Investment Bankers Finally Start to Take Trump Literally

Banks needed the right version of Donald Trump to justify their high-flying stock prices. They got the wrong one. The US president’s chaotic and aggressive performance during his first few weeks in the White House has shocked companies, put investment plans and deals on hold and threatens to drag the economy into recession. Finance executives aren’t hitting the panic button yet, but my impression from a string of meetings in New York last week is that bankers are coming to accept that this administration is serious about reshaping the economic and financial landscape.

In his first term, the advice was take Trump seriously but not literally — the second part is no longer true. The transformation he’s planning during his second term will be painful; the questions are how much it will hurt and how long will it take.

The bright spot in next month’s first quarter results will be investment banks’ trading operations. The market volatility sparked by on-again, off-again tariffs and mounting fears of a slowdown has been a boon for equities desks as investors react to an erratic news cycle and seek a more defensive balance to their holdings. Goldman Sachs Group Inc., JPMorgan Chase & Co. and Morgan Stanley will reap rewards from this, as could some European names such as UBS Group AG.

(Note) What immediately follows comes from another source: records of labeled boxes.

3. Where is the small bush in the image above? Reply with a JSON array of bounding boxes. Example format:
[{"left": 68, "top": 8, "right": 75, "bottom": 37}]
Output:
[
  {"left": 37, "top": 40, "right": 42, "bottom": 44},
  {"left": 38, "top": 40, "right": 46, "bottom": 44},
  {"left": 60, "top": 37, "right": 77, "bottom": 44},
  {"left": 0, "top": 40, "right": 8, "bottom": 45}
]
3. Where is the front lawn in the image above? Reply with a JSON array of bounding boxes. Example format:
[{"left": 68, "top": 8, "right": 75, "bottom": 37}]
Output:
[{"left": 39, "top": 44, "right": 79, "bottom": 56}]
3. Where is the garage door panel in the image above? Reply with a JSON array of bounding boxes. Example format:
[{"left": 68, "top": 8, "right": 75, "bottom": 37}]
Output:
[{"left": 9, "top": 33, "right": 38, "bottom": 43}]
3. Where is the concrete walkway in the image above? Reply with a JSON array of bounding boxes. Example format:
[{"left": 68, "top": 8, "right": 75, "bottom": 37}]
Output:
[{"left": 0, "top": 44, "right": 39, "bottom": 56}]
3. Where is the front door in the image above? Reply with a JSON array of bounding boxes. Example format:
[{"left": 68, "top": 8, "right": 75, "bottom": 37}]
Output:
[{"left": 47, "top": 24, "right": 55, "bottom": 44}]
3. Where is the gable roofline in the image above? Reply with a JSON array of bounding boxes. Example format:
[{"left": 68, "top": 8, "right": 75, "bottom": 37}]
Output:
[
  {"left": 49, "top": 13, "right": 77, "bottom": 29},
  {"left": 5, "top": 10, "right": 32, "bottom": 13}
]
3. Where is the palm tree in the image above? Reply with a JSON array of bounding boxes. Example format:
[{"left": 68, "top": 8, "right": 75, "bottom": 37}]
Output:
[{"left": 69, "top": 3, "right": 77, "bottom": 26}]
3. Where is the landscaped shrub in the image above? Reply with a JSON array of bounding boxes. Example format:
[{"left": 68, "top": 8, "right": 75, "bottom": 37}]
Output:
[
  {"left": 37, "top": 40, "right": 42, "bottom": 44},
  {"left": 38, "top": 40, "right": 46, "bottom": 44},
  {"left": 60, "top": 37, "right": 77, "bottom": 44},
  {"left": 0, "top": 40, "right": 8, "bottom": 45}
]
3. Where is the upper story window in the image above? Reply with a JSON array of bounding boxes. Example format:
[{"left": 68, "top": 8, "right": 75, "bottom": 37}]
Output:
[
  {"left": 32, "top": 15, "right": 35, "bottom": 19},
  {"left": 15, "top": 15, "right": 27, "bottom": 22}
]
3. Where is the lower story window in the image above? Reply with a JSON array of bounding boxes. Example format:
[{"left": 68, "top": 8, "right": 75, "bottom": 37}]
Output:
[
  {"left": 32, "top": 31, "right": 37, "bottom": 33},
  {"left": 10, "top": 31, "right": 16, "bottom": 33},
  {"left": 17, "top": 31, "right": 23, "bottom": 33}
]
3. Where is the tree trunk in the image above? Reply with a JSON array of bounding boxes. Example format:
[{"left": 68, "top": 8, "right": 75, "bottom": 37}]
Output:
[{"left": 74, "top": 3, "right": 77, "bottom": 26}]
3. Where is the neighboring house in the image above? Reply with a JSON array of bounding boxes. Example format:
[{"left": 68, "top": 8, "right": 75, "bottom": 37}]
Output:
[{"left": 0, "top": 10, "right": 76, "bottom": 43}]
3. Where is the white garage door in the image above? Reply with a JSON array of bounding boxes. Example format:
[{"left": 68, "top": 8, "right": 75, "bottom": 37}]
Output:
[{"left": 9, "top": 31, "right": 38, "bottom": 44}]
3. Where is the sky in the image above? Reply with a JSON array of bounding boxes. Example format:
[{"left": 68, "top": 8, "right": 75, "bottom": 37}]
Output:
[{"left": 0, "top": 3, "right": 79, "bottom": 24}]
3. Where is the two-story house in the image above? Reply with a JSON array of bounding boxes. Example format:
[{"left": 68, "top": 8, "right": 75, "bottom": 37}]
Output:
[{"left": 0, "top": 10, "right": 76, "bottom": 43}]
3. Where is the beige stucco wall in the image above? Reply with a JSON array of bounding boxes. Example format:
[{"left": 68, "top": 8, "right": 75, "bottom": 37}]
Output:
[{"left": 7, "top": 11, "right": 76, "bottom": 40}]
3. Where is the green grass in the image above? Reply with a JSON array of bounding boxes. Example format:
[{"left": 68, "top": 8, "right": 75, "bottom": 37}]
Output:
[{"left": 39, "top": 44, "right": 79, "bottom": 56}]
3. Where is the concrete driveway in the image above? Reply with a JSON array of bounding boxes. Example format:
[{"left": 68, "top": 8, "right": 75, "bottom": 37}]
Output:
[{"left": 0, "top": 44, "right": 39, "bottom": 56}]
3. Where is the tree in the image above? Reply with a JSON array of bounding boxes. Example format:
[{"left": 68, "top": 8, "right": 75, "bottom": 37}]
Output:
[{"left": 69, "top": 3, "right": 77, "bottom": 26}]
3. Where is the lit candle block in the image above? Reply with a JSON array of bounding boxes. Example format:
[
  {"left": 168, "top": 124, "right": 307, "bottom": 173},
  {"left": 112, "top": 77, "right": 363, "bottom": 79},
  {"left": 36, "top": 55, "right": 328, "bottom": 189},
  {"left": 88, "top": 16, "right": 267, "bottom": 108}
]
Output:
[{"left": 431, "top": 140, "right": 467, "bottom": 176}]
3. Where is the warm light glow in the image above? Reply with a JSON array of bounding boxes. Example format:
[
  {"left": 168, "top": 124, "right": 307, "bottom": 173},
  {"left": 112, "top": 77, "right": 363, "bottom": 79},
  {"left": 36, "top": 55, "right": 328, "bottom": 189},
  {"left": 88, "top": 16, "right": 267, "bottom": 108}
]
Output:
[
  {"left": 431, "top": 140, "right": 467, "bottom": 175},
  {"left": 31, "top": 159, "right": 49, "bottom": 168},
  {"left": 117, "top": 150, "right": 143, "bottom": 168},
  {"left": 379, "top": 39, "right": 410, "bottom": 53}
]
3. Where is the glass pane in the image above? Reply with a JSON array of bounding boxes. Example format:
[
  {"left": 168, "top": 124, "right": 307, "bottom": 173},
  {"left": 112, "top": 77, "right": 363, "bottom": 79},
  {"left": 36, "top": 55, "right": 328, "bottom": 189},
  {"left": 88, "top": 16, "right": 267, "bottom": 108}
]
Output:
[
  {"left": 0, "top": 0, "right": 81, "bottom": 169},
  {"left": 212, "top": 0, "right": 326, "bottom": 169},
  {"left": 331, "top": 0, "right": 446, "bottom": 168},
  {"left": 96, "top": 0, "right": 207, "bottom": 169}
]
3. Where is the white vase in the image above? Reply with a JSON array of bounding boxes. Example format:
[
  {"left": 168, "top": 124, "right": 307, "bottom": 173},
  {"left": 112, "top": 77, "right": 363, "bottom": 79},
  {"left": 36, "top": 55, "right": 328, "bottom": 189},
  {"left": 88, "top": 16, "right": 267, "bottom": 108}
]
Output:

The worry is that once portfolio managers have repositioned and taken money off the table, they could sit on the sidelines until the uncertainty of Trump’s scattergun approach subsides. Traders could be left twiddling their thumbs. A more optimistic view — at least for the banks — would see investors continuously reacting to volatile news flow; but experience suggests a wait-and-see approach is likely to be the preferred tactic for many investors.

The other side of investment banking has already hit a wall. Mergers, acquisitions and new stock market listings got off to a slower start than expected in January and even worse than in 2024 — and that was before Trump’s inauguration. Hopes for a boom were high because November’s election seemed destined to turbocharge long-suppressed activity. The big US investment banks clocked 36% average growth in investment banking fees in the fourth quarter of last year compared with the year-earlier period.

Since then, Trump’s tariff flip-flopping and his surprising moves to pick fights with close neighbors and allies have left bosses and private-equity managers confused at best. There’s still a pipeline of pent-up dealmaking and fundraising — private equity firms need to sell long-held businesses — but none of this is getting done until there’s clarity on tariffs, the likely path for interest rates and stable equity markets.